A camera-based driver assistance system at BMW will be the first production implementation in the motor vehicle to utilize IP and Ethernet as the system network in the vehicle . OEMs and suppliers will use the new BroadR-Reach physical layer to save on weight and costs compared to currently used LVDS technology , , . BroadR-Reach will be licensed by other producers .
An example of a camera system network is shown in Figure 1 together with potential measurement points. As an alternative, it would also be possible to connect all cameras directly via a switch. As in bus systems used so far in the motor vehicle, the data traffic must be observed, analyzed and compared time-synchronously at various points in the network. Therefore, the measurement hardware must initially support the current bus physics (e.g. BroadR-Reach), but must also be open to future physical layers.
Desirable are multi-channel taps via tee-couplers, which disturb the system network as little as possible in monitoring. The tee-coupler should also be capable of injecting errors to validate system functionality. Beyond analysis tasks, stimulation or even simulation of entire sections of the network is also required (remaining bus simulation). This poses certain challenges on the measurement hardware.

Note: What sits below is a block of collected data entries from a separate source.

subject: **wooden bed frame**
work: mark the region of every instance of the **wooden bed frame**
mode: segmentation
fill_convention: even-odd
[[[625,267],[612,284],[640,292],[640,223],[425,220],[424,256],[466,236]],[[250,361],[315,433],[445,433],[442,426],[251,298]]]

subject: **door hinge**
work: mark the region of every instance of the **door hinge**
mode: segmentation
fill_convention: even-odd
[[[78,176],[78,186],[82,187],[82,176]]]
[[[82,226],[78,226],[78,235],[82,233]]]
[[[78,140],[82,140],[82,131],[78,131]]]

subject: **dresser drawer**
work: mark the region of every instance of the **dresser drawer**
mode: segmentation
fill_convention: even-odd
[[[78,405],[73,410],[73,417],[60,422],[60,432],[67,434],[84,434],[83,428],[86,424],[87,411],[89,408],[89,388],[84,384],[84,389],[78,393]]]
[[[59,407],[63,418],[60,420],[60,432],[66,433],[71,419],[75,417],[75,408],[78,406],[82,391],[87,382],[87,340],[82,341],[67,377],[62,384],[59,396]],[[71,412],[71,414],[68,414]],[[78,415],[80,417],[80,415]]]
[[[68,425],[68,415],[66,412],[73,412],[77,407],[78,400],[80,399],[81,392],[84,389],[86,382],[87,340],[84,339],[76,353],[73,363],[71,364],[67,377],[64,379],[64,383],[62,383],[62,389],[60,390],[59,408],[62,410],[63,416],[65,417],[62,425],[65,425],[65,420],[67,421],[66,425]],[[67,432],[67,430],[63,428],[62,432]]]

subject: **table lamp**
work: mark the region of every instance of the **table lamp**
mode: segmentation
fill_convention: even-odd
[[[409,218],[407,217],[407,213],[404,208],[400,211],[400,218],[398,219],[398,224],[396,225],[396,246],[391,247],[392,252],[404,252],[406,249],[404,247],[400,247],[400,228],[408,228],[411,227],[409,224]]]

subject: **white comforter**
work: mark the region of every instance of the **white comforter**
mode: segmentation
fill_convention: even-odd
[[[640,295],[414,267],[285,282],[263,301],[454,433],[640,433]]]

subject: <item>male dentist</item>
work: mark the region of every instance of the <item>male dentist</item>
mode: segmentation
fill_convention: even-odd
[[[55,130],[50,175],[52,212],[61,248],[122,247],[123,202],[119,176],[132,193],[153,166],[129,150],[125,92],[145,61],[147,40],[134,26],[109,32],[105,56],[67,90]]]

Figure 1: Reliable analysis of camera-based driver assistance systems requires monitoring the data traffic at multiple points of the Ethernet network, ideally via “tee-couplers” with as little time offset as possible and with a common time base.
In the camera application, there are heightened requirements related to time synchronization and Quality of Service (QoS) . They should be addressed by protocol extensions of the Audio Video Bridging standard (AVB) . Now that manufacturers have appeared to reach agreement on the bit transmission layer (OSI Layer 1), standardization is being sought in higher layers as well for cost and testing reasons.
If only because of the different protocols used in the camera application, there are new requirements for the measurement software, so that any desired signals from the payload of the various, some quite complex, protocols can be presented and manipulated according to the application. The “Audio/Video” and “Control Communication” columns of Table 1 (based on  and Vector) show the protocols used for AVB.
Table 1: IP protocols of automotive applications mapped to the OSI reference model (left-side columns) including administrative functions (right-side columns): Both new protocols (red) and those known from office communications (gray) are used. For full resolution click here.
There are also protocols for bandwidth reservation and other network management protocols (Table 1, four columns on the right). These and other protocols listed in the table were added based on the application cases considered below.
2. Diagnostic access
Using “Diagnostics over IP” (DoIP) technology, it is possible to centrally flash all ECUs connected to the various bus systems via high-performance Ethernet access (Figure 2).
Figure 2: In validation of DoIP at a gateway, it is important to represent the data traffic both on the DoIP side (to left of the gateway) and on all connected bus systems (to right of the gateway). Ideally, all messages of all networks are transmitted with a common time base.
System development at the OEM must validate this service. Since an ECU is used as the gateway, not only is there great interest in analyzing the transmission of diagnostic data in the various connected bus systems, but on the IP side as well. Relevant protocols are ISO 13400 and IPv4, and possibly IPv6 as represented in Table 1.